La vita dei personaggi è continuamente travolta dal caos, ogni decisione che prendono è quella sbagliata e il destino è sempre estraneo al meccanismo razionale di causa-effetto. La guerra e la lussuria, dunque il dionisiaco, sono gli istinti che si fondono e piombando nel mondo stravolgono la vita degli uomini: la lussuria, con il rapimento di Elena, dà il pretesto all’assetato di potere e gloria Agamennone di dichiarare guerra a Troia, fa decidere ad Achille di tornare in battaglia, distrugge l’animo di Troilo – guerra e lussuria fanno in modo che migliaia di soldati, di entrambi gli schieramenti, muoiano, stiano lontani per lunghi anni dalle proprie famiglie, senza capire perché tutto ciò sta succedendo. D’altra parte nemmeno i re, i principi, i comandanti sono coscienti dall’assurdità delle loro azioni e della vita, essi con i loro uomini combattono e spargono sangue come per inerzia, in un contesto che si dimentica dell’umanità, della pietà, del rispetto, come in occasione del sacrificio di Patroclo e del trascinamento del corpo di Ettore da parte di Achille. In quest’ottica l’umanità tutta somiglia a Sisifo, condannato a trasportare sulla cima del monte il masso che però rotola, fatalmente, giù, non appena si avvicina alla cima: ma qui, a differenza di quanto accade nel trattato di Albert Camus, è lecito immaginare Sisifo, ossia l’umanità, felice?
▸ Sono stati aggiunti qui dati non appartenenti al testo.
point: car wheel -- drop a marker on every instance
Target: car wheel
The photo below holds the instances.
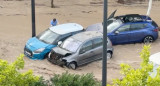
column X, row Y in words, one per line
column 72, row 65
column 46, row 56
column 109, row 55
column 148, row 39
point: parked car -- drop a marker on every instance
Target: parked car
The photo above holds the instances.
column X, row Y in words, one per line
column 38, row 47
column 130, row 28
column 80, row 49
column 155, row 59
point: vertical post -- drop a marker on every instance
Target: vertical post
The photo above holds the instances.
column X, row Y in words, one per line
column 104, row 61
column 33, row 17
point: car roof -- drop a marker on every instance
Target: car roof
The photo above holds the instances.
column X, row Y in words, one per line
column 155, row 58
column 95, row 27
column 66, row 28
column 83, row 36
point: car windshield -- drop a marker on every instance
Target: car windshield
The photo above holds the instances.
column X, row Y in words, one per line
column 112, row 25
column 48, row 36
column 71, row 44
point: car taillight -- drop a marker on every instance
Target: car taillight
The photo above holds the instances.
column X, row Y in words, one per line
column 156, row 30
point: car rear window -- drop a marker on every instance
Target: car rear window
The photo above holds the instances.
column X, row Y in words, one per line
column 154, row 24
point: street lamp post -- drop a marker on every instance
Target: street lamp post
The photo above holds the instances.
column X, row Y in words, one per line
column 33, row 18
column 104, row 61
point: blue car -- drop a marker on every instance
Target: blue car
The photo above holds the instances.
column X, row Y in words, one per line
column 131, row 28
column 38, row 47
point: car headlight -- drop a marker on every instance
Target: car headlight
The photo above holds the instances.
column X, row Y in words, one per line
column 39, row 50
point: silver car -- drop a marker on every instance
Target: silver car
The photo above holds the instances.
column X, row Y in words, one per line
column 79, row 49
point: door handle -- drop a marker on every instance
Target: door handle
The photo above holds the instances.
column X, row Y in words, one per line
column 91, row 51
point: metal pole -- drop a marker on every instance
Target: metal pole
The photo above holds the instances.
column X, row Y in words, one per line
column 33, row 18
column 104, row 61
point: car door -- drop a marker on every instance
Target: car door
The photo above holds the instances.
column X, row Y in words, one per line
column 121, row 35
column 137, row 32
column 85, row 52
column 97, row 49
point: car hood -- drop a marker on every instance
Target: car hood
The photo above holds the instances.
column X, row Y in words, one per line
column 35, row 44
column 61, row 51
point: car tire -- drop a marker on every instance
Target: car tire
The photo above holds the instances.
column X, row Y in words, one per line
column 109, row 54
column 72, row 65
column 148, row 39
column 46, row 56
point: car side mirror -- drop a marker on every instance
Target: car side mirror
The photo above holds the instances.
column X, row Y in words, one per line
column 82, row 51
column 116, row 32
column 60, row 42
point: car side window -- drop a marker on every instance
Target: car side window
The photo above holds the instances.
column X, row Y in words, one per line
column 137, row 26
column 124, row 28
column 86, row 47
column 63, row 37
column 97, row 42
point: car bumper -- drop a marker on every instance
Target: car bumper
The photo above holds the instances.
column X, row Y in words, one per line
column 32, row 55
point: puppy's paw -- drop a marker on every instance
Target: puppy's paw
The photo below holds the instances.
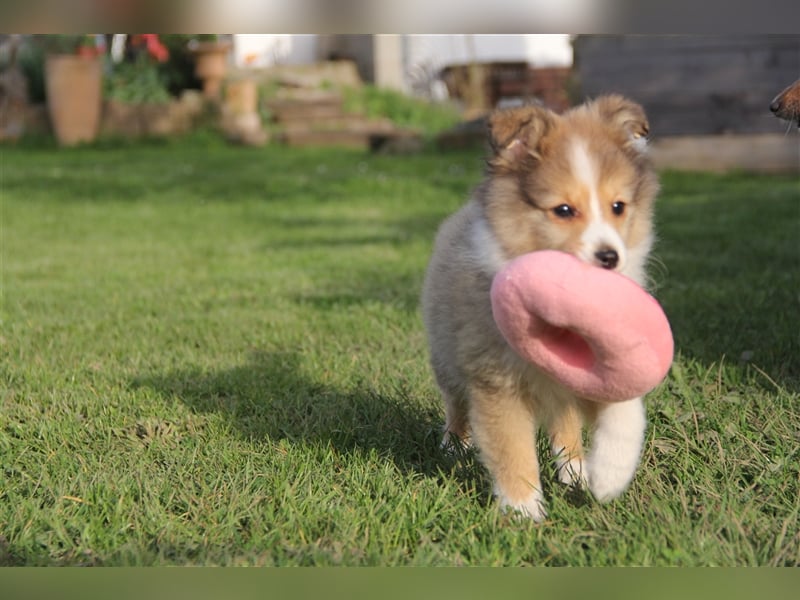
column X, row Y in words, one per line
column 606, row 481
column 531, row 507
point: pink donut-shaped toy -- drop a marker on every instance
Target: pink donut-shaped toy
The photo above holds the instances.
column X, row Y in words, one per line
column 593, row 330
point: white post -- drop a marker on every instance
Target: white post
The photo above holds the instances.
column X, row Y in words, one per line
column 388, row 61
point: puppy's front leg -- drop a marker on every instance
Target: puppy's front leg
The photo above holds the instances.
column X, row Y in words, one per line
column 616, row 448
column 504, row 431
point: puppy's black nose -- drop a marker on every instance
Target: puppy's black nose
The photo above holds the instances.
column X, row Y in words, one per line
column 608, row 258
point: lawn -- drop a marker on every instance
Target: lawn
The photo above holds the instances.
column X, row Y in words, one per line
column 214, row 356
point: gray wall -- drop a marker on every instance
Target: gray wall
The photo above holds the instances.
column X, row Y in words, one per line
column 693, row 85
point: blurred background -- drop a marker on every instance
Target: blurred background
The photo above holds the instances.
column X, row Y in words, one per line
column 707, row 96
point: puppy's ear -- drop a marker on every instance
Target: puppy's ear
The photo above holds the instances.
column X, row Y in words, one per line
column 627, row 116
column 516, row 135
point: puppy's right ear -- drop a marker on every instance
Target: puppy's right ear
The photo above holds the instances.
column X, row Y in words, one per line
column 516, row 135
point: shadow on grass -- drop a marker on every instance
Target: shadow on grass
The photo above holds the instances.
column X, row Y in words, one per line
column 271, row 398
column 730, row 285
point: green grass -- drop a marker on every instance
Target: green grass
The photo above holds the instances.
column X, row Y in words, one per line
column 213, row 355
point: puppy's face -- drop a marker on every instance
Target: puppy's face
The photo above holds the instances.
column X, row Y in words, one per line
column 578, row 182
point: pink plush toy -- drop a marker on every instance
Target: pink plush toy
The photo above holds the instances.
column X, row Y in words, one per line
column 595, row 331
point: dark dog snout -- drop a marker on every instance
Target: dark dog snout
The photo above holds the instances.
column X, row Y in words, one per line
column 607, row 258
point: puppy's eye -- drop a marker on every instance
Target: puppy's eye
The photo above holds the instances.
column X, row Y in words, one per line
column 564, row 211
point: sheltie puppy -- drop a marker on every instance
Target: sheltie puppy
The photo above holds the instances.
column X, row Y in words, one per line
column 579, row 182
column 786, row 105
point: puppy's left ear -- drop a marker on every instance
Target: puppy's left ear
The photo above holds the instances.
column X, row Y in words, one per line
column 627, row 116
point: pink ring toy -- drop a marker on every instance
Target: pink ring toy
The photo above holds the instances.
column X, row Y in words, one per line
column 593, row 330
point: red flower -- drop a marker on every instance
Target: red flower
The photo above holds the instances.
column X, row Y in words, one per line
column 154, row 46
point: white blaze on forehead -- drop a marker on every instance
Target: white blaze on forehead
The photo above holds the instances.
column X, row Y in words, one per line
column 599, row 234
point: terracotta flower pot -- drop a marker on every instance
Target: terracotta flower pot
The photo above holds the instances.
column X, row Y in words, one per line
column 74, row 92
column 211, row 64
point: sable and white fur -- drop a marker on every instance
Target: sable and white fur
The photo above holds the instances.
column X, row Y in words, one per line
column 578, row 182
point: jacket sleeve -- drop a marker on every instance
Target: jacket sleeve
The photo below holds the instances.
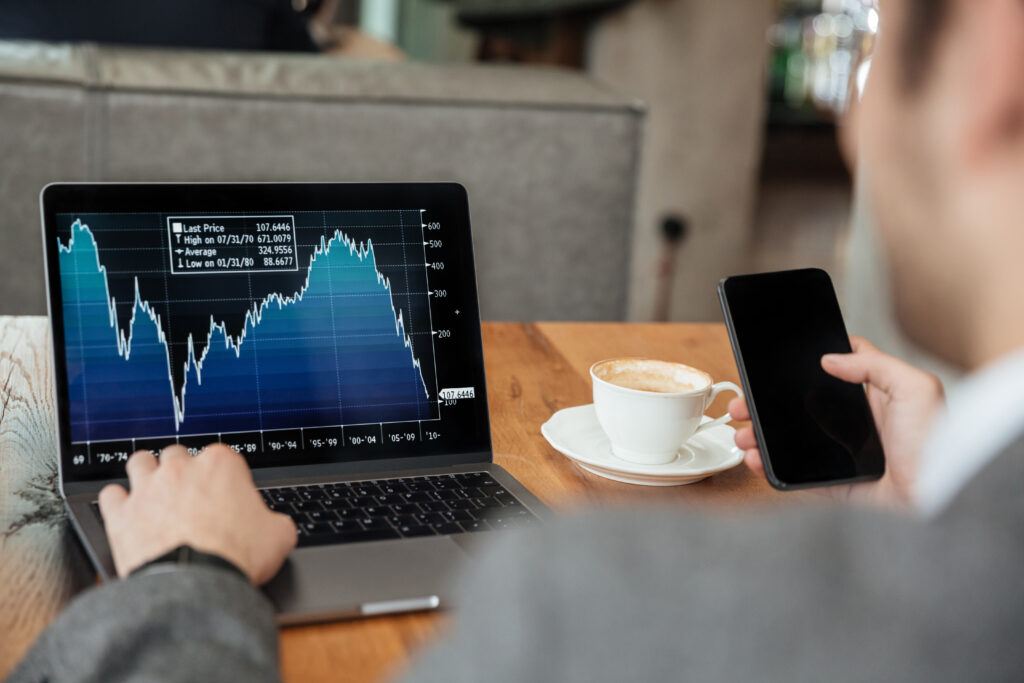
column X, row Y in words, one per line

Se non la felicità, almeno la serenità o la stabilità è possibile raggiungere, come dimostra Tersite. <<Sono un buffone, posso dire “pane al pane, brutto al brutto”>>, cioè il suo essere irrispettoso, egoista, diverso, lontano dalla virtù, folle, lo pone al di sopra di tutti perché riesce a guardare in faccia la realtà nuda e cruda, il suo essere assurda. La follia consente a Tersite di non soccombere, di non essere un burattino della crudeltà e della noia degli Dèi, del fato, del caos; una follia la quale è, citando parzialmente Edgar Allan Poe, il grado più elevato dell’essere umano.
Messo da parte Tersite, altri dieci sono i personaggi di questa rielaborazione di “Troilo e Cressida”, per cinque attori, ai quali dunque è affidato il compito di impersonare due maschere ciascuno a seconda dell’andamento del copione. A tale oscillazione corrisponde la mutazione nel loro aspetto esteriore dei segni di colore rosso tracciati sul corpo, che si confondono man mano che la rappresentazione procede fino a essere lavati via, fino a che gli attori smettono di essere maschere per diventare umanità. I cinque (Mario Autore, Annalisa Direttore, Alessandro Paschitto, Michele Iazzetta, Cecilia Lupoli; Martina Di Leva veste i panni di Tersite) dimostrano di sapersi muovere egregiamente nel meccanismo, mettendo a nudo l’essenza della recitazione e dell’essere umano, ovvero la capacità di essere uno, nessuno e centomila. La bravura individuale di questi giovani che suggerisce di essere talento, poiché lontana da egoismi e capace di coordinarsi con quella degli altri, tanto che spesso si ha la sensazione di trovarsi quasi ad assistere a una danza, pure grazie ai movimenti studiati e agli intermezzi musicali. Una performance mai banale o noiosa, ma sempre incalzante, piacevole, coinvolgente, che instaura un rapporto diretto con il pubblico, che sbriciola la quarta parete. Più volte, mentre assistevo, mi sono chiesto: cosa accadrebbe se adesso mi alzassi e mi mettessi a recitare con loro?